BANYUWANGI, RadarBangsa.co.id – Pembangunan Sekolah Rakyat di Kabupaten Banyuwangi terus dikebut. Proyek yang dibangun pemerintah pusat melalui Kementerian Pekerjaan Umum tersebut kini telah mencapai progres sekitar 75 persen dan ditargetkan rampung pada Juni 2026.
Bupati Banyuwangi Ipuk Fiestiandani memastikan proses pembangunan berjalan sesuai target. Sekolah Rakyat yang berlokasi di Desa Blambangan, Kecamatan Muncar itu disiapkan menjadi kawasan pendidikan modern dengan kapasitas sekitar 1.000 siswa.
“Saya sudah meninjau progres pembangunannya. Saat ini pembangunan Sekolah Rakyat Banyuwangi telah mencapai 75 persen. Semoga seluruh pekerjaan berjalan tepat waktu dan segera bisa digunakan untuk anak-anak,” kata Ipuk, Senin (8/6/2026).
Sekolah tersebut dibangun di atas lahan seluas tujuh hektare milik Pemkab Banyuwangi. Kompleks pendidikan itu mencakup jenjang SD, SMP, hingga SMA dengan konsep sekolah modern berstandar internasional.
Sementara menunggu pembangunan selesai, kegiatan Sekolah Rakyat di Banyuwangi memanfaatkan dua lokasi sementara, yakni Balai Diklat milik Pemkab Banyuwangi di Kecamatan Licin dan kompleks Balai Pelatihan Vokasi dan Produktivitas (BPVP) di Kecamatan Muncar.
Berbagai fasilitas penunjang juga tengah dibangun. Mulai dari gedung sekolah dua lantai untuk masing-masing jenjang, asrama putra dan putri, rumah susun guru, gedung serbaguna, masjid, dapur, kantin, hingga guest house.

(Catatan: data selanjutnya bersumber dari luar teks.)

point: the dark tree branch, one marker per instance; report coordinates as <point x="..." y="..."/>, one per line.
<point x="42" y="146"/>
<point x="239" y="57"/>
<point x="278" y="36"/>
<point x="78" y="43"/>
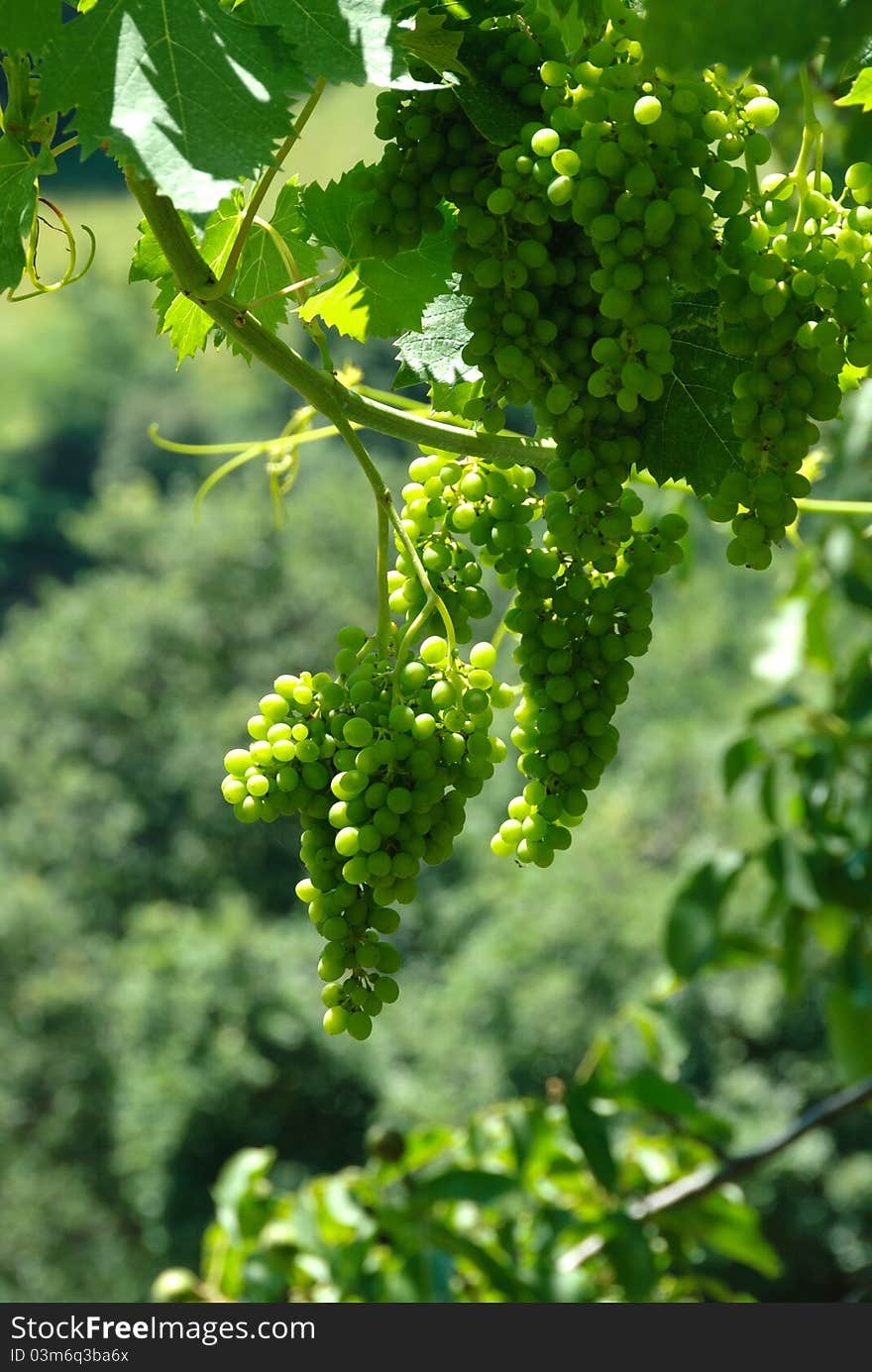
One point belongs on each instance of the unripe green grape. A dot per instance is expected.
(545, 142)
(761, 111)
(335, 1019)
(647, 110)
(359, 1025)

Selain itu, tersedia fasilitas olahraga dan pendukung lainnya seperti lapangan sepak bola, lapangan basket, jogging track, greenhouse, tempat pengolahan sampah, rumah pompa, area parkir, serta instalasi pengolahan limbah.

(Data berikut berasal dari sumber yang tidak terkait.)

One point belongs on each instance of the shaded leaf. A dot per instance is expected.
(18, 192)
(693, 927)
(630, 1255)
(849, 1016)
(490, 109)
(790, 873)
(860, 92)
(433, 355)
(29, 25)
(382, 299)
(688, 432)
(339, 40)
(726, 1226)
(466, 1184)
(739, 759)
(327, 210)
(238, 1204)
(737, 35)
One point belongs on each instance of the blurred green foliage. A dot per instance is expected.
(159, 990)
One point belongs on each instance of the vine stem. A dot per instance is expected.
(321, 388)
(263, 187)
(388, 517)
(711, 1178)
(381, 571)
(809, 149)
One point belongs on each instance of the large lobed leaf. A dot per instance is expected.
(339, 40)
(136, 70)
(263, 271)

Manajemen Konstruksi proyek, Johansyah, mengatakan percepatan pekerjaan terus dilakukan agar seluruh pembangunan selesai sesuai target pada 20 Juni mendatang.
“Sampai hari ini progresnya sudah 77 persen. Bangunan seperti asrama, gedung, dan fasilitas penunjang rata-rata sudah berada di kisaran 75 sampai 80 persen. Target kami bulan ini selesai,” ujar Johansyah.
Ipuk berharap keberadaan Sekolah Rakyat dapat memperluas akses pendidikan berkualitas bagi anak-anak Banyuwangi. “Semoga segera bisa dimanfaatkan dengan baik oleh anak-anak,” pungkasnya.